Skillsets are the basis of AI enrichment. A free resource is available for limited processing, but for larger or more frequent workloads, a attach a billable Cognitive Services resource.

URI Parameters

Parameter Description
service name Required. Set this property to the unique, user-defined name of your search service.
skillset name Required on the URI if using PUT. The name must be lower case, start with a letter or number, have no slashes or dots, and be fewer than 128 characters. After you start the name with a letter or number, the rest of the name can include any letter, number and dashes, as long as the dashes are not consecutive.
api-version Required. The current preview version is 2023-07-01-Preview. See API versions for more versions.
disableCacheReprocessingChangeDetection Optional (false by default). Applies to update scenarios and using cached enrichments during skillset execution. Set to true to prevent updates to existing documents based on the current action, for example if you want to update a skillset without running the skillset. For more information, see Bypass skillset evaluation.

Request Headers

The following table describes the required and optional request headers.

Fields Description
Content-Type Required. Set this property to application/json
api-key Optional if you're using Azure roles and a bearer token is provided on the request, otherwise a key is required. An api-key is a unique, system-generated string that authenticates the request to your search service. Create requests must include an api-key header set to your admin key (as opposed to a query key). See Connect to Azure AI Search using key authentication for details.

Request Body

The body of the request contains the skillset definition. Skills are either standalone or chained together through input-output associations, where the output of one transform becomes input to another. A skillset must have at least one skill. There is no theoretical limit on maximum number of skills, but three to five is a common configuration.

The following JSON is a high-level representation of the main parts of the definition.

{   
  "name" : (optional on PUT; required on POST) "Name of the skillset",  
  "description" : (optional) "Anything you want, or nothing at all",   
  "skills" : (required) ["An array of skills. Each skill has an odata.type, name, input and output parameters"],
  "cognitiveServices": 
      {
        "@odata.type": "#Microsoft.Azure.Search.CognitiveServicesByKey",
        "description": "Optional. Anything you want, or null",
        "key": "<YOUR-COGNITIVE-SERVICES-ALL-IN-ONE-KEY>"
      },
  "knowledgeStore": (optional) { ... },
  "encryptionKey": (optional) { }
} 

Request contains the following properties:

Property Description
name Required. The name of the skillset. The name must be lower case, start with a letter or number, have no slashes or dots, and be fewer than 128 characters. After you start the name with a letter or number, the rest of the name can include any letter, number and dashes, as long as the dashes are not consecutive.
skills An array of skills. Each skill has an odata.type, name, context, and input and output parameters. Skill reference can be found in the conceptual documentation. The array can include built-in skills and custom skills. At least one skill is required. If you are using a knowledge store, include a Shaper skill unless you are defining the data shape within the projection.
cognitiveServices An all-in-one key is required for billable skills that call Cognitive Services APIs on more than 20 documents daily, per indexer. The key must be for a resource in the same region as the search service. For more information, see Attach a Cognitive Services resource.

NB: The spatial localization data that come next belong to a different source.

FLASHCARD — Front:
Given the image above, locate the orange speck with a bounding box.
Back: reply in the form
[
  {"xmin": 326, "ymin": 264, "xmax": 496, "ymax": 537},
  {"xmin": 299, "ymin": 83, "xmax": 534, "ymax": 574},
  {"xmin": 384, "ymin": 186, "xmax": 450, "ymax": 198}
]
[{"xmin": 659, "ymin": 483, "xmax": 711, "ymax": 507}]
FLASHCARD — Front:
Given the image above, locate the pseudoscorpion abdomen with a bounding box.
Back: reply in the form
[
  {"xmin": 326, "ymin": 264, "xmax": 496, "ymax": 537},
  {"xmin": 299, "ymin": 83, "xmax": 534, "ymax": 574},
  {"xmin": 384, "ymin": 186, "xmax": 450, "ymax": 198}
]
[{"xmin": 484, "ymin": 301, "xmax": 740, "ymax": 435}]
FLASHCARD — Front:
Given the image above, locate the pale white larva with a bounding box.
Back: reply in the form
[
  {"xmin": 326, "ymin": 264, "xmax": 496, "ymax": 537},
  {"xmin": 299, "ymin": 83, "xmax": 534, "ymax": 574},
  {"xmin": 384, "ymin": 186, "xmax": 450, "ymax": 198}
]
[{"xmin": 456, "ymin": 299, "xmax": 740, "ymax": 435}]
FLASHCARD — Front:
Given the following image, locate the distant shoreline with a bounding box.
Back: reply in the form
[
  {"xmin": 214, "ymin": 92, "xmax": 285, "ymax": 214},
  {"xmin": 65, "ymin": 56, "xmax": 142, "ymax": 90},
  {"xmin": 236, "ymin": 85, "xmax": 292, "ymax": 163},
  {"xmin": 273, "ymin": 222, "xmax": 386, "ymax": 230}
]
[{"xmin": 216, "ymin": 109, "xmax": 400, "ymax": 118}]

You can omit the key and this section if your skillset consists of only custom skills, utility skills (Conditional, Shaper, Text Merge, Text Split), or the Document Extraction skill.

If you are using the Custom Entity Lookup skill, include this section and a key to enable transactions beyond 20 transactions daily per indexer.
knowledgeStore Optional. Destination for enrichment output to Azure Storage. Requires a connection string to an Azure Storage account and projections.
encryptionKey Optional. Used to encrypt sensitive data in a skillset definition with your own keys, managed in your Azure Key Vault. To learn more, see Azure AI Search encryption using customer-managed keys in Azure Key Vault.

Response

For a successful request, you should see status code "201 Created".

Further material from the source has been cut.